As I tucked the hard plastic of the stethoscope into my ears, I drifted onto auto pilot. I was on script now, and frankly I could recite my lines in my sleep. The ailments never varied; neither did the treatment. Patients came in with one of three things: the stomach flu, a fever, or a cough. They got their hearts checked, blood pressure taken, ear mites removed (a mysterious process involving waving a strand of yellow straw around their heads), and a stool sample taken (don’t ask). Then they were declared cured. They left, another one took their place.
What a grind. I can imagine just a little bit what doctors under managed care must feel like. I often consider going into dentistry. But then I remember my patients have no teeth.
I was interrupted in these musings when, three patients in, something woke me out of my stupor.
It started with a dog. A small one, with dirty-white and brown fur. At first her visit seemed routine. Myra-Jean pulled up in the ambulance. The dog was thumped onto the coffee table. Her voice, when she told me her name, was as pipey as always.
In my mind I was way off at the mall, choosing a new suit for work. I said my next line absently. “What brings you in today, Mina?”
Myra-Jean smiled brightly. “I have cancer!”
I looked up quickly, pushing my stethoscope off of my ears. On the other side of the room, Mike glanced up from his reading, eyes wide.
“What did you say?”
“Cancer!” So cheerful. She might have been saying “ice cream!”
I shot a glance at Mike, then twisted my lips uncertainly. “Um, I don’t handle things like that.”
“Yes you do,” Mina/MJ squealed blithely.
“No, I don’t,” I told them pointedly. I looked directly at MJ: “Honey, where did you hear about cancer?”
My daughter smiled, clearly satisfied that she had stumped me. “Awigas told me.”
Ah, Awigas.

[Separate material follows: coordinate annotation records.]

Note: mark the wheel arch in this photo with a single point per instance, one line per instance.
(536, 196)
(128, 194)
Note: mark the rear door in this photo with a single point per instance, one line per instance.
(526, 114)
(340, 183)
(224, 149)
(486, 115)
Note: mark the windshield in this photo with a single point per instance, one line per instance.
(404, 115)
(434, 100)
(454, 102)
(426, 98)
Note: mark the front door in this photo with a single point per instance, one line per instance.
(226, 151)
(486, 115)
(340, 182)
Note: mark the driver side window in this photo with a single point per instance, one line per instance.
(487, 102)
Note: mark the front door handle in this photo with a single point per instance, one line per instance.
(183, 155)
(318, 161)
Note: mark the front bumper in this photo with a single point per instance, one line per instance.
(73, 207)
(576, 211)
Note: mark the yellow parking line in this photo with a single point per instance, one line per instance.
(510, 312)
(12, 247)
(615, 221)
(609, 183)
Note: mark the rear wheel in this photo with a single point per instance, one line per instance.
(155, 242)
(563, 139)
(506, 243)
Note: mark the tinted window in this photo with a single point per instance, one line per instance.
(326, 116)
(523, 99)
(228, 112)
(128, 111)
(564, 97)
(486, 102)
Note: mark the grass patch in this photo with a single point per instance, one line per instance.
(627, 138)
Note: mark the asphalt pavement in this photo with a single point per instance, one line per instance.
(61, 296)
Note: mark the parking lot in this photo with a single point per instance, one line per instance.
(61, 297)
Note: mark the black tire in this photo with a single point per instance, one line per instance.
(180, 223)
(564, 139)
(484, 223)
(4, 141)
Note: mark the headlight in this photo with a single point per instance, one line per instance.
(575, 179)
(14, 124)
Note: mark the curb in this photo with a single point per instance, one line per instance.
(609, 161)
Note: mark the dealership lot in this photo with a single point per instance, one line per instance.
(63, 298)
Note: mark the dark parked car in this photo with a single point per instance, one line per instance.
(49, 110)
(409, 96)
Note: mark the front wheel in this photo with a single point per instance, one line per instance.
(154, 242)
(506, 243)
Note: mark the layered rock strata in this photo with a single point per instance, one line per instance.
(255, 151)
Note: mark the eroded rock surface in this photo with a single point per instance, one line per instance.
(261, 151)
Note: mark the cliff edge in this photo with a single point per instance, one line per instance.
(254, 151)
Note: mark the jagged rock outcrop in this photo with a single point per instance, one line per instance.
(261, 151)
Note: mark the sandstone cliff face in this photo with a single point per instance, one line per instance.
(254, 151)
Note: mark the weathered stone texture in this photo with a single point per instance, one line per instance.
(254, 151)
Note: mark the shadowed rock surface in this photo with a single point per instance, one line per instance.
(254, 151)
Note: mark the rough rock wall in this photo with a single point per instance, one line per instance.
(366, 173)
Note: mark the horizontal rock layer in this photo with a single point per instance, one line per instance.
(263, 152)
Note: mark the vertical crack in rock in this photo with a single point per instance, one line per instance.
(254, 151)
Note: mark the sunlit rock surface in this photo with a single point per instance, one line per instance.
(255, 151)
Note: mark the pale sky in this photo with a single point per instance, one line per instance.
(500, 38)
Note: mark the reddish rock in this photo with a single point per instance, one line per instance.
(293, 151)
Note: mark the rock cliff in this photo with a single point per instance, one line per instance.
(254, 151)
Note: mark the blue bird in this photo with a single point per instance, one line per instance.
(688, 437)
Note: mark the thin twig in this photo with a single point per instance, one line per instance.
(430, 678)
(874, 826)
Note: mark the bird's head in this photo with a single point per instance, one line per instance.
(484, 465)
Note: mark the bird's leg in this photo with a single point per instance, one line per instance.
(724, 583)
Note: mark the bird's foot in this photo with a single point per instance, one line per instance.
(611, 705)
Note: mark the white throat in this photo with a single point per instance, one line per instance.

The imaginary friend. Denizen of San Francisco, outer space traveller, expert on all things, and recipient of any and all free-floating responsibility.
I nodded sagely. And said nothing. I really didn’t know what to say.
Fortunately Mike chimed in. Thank God. With perfect eloquence and kindness he explained to Myra-Jean that cancer was a serious sickness. That she probably knew about it because she’d heard us talking. Because we knew people who had it. That it was so serious it didn’t really belong in a game. That if she had questions about it she could ask, but that Mommy wasn’t comfortable making light of something so grave.
Myra-Jean nodded, appearing to understand. I hoped things hadn’t gotten too serious for her.
“Anyway,” I added, more cheerfully, “if Mina really had cancer she’d need a specialist. And I’m just a general practitioner. So let’s give her a stomach flu instead, OK?”
MJ didn’t miss a beat. “My dalmatian doll is a specialist.”
Needless to say the doctor’s office had to shut down early. The physician needed a break. There were some unhappy customers left in the waiting room, but I assured them they’d get seen early tomorrow. They always do.
As for Mina? Her diagnosis is still in question. Mike and I know what we think it is…
But MJ, Awigas, and a certain spotted canine I know? They have a different idea entirely.